Die Vision von Bart De Wever
N-VA-Chef Bart De Wever hat gestern in Antwerpen sein neues Buch vorgestellt. In dem Buch geht es um "Identität". De Wever stellt darin sein Konzept für eine künftige Einwanderungspolitik vor. Le Soir kommentiert: Man könnte es sich einfach machen und gegen De Wevers Ideen poltern. Doch das wäre zu kurz gegriffen. Denn De Wever macht durchaus viel richtig. Er greift das Gefühl der Menschen auf und bietet Lösungen an. Die Menschen in Belgien, das zeigen auch jüngste Umfragen wieder, haben Angst vor zu viel Einwanderung. Die Gründe dafür sind vielleicht diffus. Aber man muss diese Menschen und ihre Sorgen ernst nehmen. De Wever macht das. An ihm sollten sich andere Politiker ein Beispiel nehmen. Nicht über Einwanderung zu sprechen löst das Problem nicht. Andere Politiker sollten mit anderen Ideen kommen, die dann vielleicht auch etwas humaner sind, als die von Bart De Wever, fordert Le Soir.
Auch Gazet van Antwerpen findet: Bart De Wever wünscht sich ein Einwanderungssystem, das dem der USA ähnelt.
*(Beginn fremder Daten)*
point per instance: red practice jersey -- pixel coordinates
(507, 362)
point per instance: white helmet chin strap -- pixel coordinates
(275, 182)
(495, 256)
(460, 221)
Es stellt Anforderungen an diejenigen, die künftig in Flandern leben möchten. Grundsätzlich ist daran nichts falsch. Bewusst definiert De Wever Identität auch als dynamisch, als nichts, das für ewig festgelegt wird. Er bietet eine Grundlage für eine Diskussion über sinnvolle Einwanderung, freut sich Gazet van Antwerpen.
Zwischen Glanz und Elend
L'Avenir schreibt zum letzten Sitzungstag des Wallonischen Parlaments: Überraschend gut war gestern die Stimmung in der Volksversammlung von Namur. Vielleicht, weil alle froh waren, dass es jetzt vorbei ist. Denn die Legislaturperiode hat katastrophal geendet, nachdem sie so glänzend begonnen hatte: PS und CDH regierten mit einer satten Mehrheit. Die Welt schaute auf die Wallonie, als das Freihandelsabkommen zwischen Kanada und der EU, Ceta, am wallonischen Widerstand zu scheitern drohte. Doch dann kam der Skandal um Publifin, der letztlich zum Ende der PS-CDH-Koalition führte. Die hauchdünne Mehrheit von MR und CDH zerbrach vor wenigen Wochen durch den Abgang einer Politikerin. Und dann wurde noch der CDH-Fraktionsführer Dimitri Fourny der Wahlmanipulation in seiner Gemeinde Neufchâteau beschuldigt. Was für ein Kontrast zwischen Anfang und Ende dieser Legislaturperiode, stellt L'Avenir fest.
Auf den gestrigen Tag der Pressefreiheit kommt das GrenzEcho zurück und schreibt: Wir in Ostbelgien können uns glücklich schätzen, das wir noch eine halbwegs intakte und konkurrierende Medienlandschaft haben: mit einem öffentlich-rechtlichen Rundfunk, einer unabhängigen Tageszeitung und einigen anderen Akteuren, die eher in Nischen operieren. Viele Städte vergleichbarer Größe haben das längst nicht mehr. Ihre Bürger sind auf den Einheitsbrei an journalistischen Informationen angewiesen, der anderswo produziert wird. Weltweit gibt es viele Journalisten, die wegen ihrer Artikel oder ihrer Recherchen ihr Leben verlieren oder hinter Gitter landen. Viele Kollegen träumen deshalb von Zuständen wie bei uns, erinnert das GrenzEcho.